U.S. adds 20,000 jobs in February, including 4,100 in accounting

Employers added only 20,000 jobs in February, the U.S. Bureau of Labor Statistics reported Friday, including 4,100 in accounting and bookkeeping services, although the unemployment rate fell two-tenths of a percent to 3.8 percent and average wages also increased.

Employment in professional and business services, such as accounting, along with health care and wholesale trade continued to trend upward last month, but construction employment decreased.

The number of unemployed fell by 300,000 to 6.2 million, though the labor force participation rate held at 63.2 percent in February and has changed little so far this year. Average hourly earnings rose by 11 cents to $27.66, after a 2-cent gain in January. Over the course of the year, average hourly earnings have increased 3.4 percent. Average hourly earnings of private-sector production and nonsupervisory employees also increased 8 cents to $23.18 in February.
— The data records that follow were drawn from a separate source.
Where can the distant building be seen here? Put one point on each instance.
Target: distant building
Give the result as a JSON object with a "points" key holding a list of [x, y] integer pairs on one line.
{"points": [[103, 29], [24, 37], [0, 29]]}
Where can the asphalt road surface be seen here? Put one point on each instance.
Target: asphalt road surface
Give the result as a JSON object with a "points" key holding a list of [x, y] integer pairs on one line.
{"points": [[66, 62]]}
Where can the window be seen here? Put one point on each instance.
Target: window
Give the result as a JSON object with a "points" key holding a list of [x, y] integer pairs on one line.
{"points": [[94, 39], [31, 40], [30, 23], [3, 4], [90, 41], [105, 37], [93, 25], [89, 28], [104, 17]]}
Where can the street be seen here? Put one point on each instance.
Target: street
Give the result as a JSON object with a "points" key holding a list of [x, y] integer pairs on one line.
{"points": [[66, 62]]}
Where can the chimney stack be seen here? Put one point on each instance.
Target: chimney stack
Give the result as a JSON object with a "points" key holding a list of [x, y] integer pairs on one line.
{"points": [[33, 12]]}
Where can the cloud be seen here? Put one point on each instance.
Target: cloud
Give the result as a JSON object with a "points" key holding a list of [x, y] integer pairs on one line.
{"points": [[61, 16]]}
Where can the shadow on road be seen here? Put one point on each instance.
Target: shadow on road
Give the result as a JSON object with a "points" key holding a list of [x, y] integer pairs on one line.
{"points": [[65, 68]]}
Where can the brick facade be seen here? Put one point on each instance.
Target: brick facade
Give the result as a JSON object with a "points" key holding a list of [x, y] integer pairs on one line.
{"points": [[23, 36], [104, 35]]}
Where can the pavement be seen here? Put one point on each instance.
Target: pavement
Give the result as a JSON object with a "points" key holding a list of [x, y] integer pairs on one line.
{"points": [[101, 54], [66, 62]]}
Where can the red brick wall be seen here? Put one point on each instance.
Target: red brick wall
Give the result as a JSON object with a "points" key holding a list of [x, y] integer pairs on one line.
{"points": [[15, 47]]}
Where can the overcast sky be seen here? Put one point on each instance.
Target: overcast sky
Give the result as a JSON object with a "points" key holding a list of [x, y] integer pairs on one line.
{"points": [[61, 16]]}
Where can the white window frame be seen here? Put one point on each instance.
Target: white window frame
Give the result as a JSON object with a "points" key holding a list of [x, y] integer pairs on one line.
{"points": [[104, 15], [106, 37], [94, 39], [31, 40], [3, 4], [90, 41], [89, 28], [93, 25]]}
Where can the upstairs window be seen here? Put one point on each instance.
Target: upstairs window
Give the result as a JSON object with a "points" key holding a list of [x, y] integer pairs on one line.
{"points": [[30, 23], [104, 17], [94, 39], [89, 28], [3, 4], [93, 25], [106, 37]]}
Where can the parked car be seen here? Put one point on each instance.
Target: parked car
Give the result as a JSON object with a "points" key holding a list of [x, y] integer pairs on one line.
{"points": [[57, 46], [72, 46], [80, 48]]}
The Bureau of Labor Statistics also revised upward the employment numbers for December and January. For December, the number was revised upward from 222,000 to 227,000, and for January it went from 304,000 to 311,000. With the two revisions, employment gains in December and January combined were 12,000 more than the BLS had previously reported. Despite the upward revisions for December and January, the 20,000 jobs added last month came well below analyst forecasts.
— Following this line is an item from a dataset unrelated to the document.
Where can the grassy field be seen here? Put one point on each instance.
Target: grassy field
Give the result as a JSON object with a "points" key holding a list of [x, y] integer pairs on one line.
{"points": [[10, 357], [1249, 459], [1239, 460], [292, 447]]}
Alan Jagnandan, vice president of major accounts at the staffing firm LaSalle Networks, prefers to take a long-term view of the hiring trends. “When you look at the trailing two months, with the 20,000 jobs added this month we’re still on average around 170,000 to 180,000 jobs per month,” he said. “I’m not seeing any of our clients slow down, specifically in the accounting and finance space. It’s quite the opposite. Part of it has to do with our overall economy getting closer to full employment, especially with degreed talent. Wages have gone up, which is the bright side of the report today, and that is definitely a trend that we’re seeing. Over the last 12 to 18 months, salaries in the finance and accounting space have gone up around 10 percent for degreed analysts and degreed accountants. But there’s also a scarcity for non-degreed, more clerical back-office roles. The demand is high, and there’s a scarcity of good talent. You’re seeing wages go up a couple of dollars an hour for those folks as well, which is sizable. I call it a talent arms race.”